After appearing in Space: 1999 (1975) as Tony Cellini in the episode "Dragon's Domain", Garko concentrated more on television, theatre, and TV commercials. Although established in Europe, he remained little known in America. In an interview, Garko mentioned that he had turned down the lead role in Pretty Baby (1978) with Brooke Shields.

Garko continued to appear regularly on Italian television well into the new millennium. He played Tancredi Lombardi in 52 episodes of the 2016-2017 teen sitcom Maggie & Bianca: Fashion Friends.

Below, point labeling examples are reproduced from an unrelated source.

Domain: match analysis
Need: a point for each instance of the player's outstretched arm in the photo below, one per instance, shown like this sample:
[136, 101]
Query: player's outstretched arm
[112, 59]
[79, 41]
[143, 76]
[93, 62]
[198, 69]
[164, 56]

In 2018, he played Father Merrin in the play version of The Exorcist, at the Teatro Nuovo in Milan. In 2022 he received the Almeria Western Film Festival Award.

==Selected filmography==

- Un soir sur la plage (1961)
- The Mongols (1961)
- Mole Men Against the Son of Hercules (1961)
- Pontius Pilate (1962)
- Crazy Desire (1962)
- Eighteen in the Sun (1962)
- The Avenger (1962)
- Saul e David (1964)
- Don Camillo in Moscow (1965)
- $1,000 on the Black (1966)
- Vengeance Is Mine (1967)
- 10,000 Dollars for a Massacre (1967)
- Giorni di sangue (1968)
- Code Name: Red Roses (1968)
- Taste of Vengeance (1968)
- If You Meet Sartana Pray for Your Death (1968)
- Lucrezia (1968)
- Five for Hell (1969)
- Thunder from the West (1969)
- Sartana the Gravedigger (1969)
- Tulips of Haarlem (1970)
- The Cop (1970)
- Sartana Kills Them All (1970)
- Have a Good Funeral, My Friend... Sartana Will Pay (1970)
- Waterloo (1970)
- Light the Fuse... Sartana Is Coming (1970)
- The Price of Death (1971)
- A Bullet for a Stranger (They Call Him Cemetery) (1971)
- Bad Man's River (1971)
- His Name Was Holy Ghost (1972)
- Night of the Devils (1972)
- The Boss (1973)
- Gli eroi (The Heroes) (1973)
- Those Dirty Dogs (1973)
- The Flower with the Deadly Sting (1973)
- Siete chacales (1974)
- Marco Visconti (1975, TV series)
- The Psychic (1977)
- Joy of Flying (1977)
- Three Swedes in Upper Bavaria (1977)
- Dracula Blows His Cool (1979)
- The New Godfathers (1979)
- Encounters in the Deep (1979)
- Star Odyssey (1979)
- Monster Shark (1984)
- The Betrothed (1989)
- In the Name of the Sovereign People (1990)
- Heads or Tails? (2025)

==In popular culture==
Garko's name inspired that of the title character in the 2001 film Donnie Darko.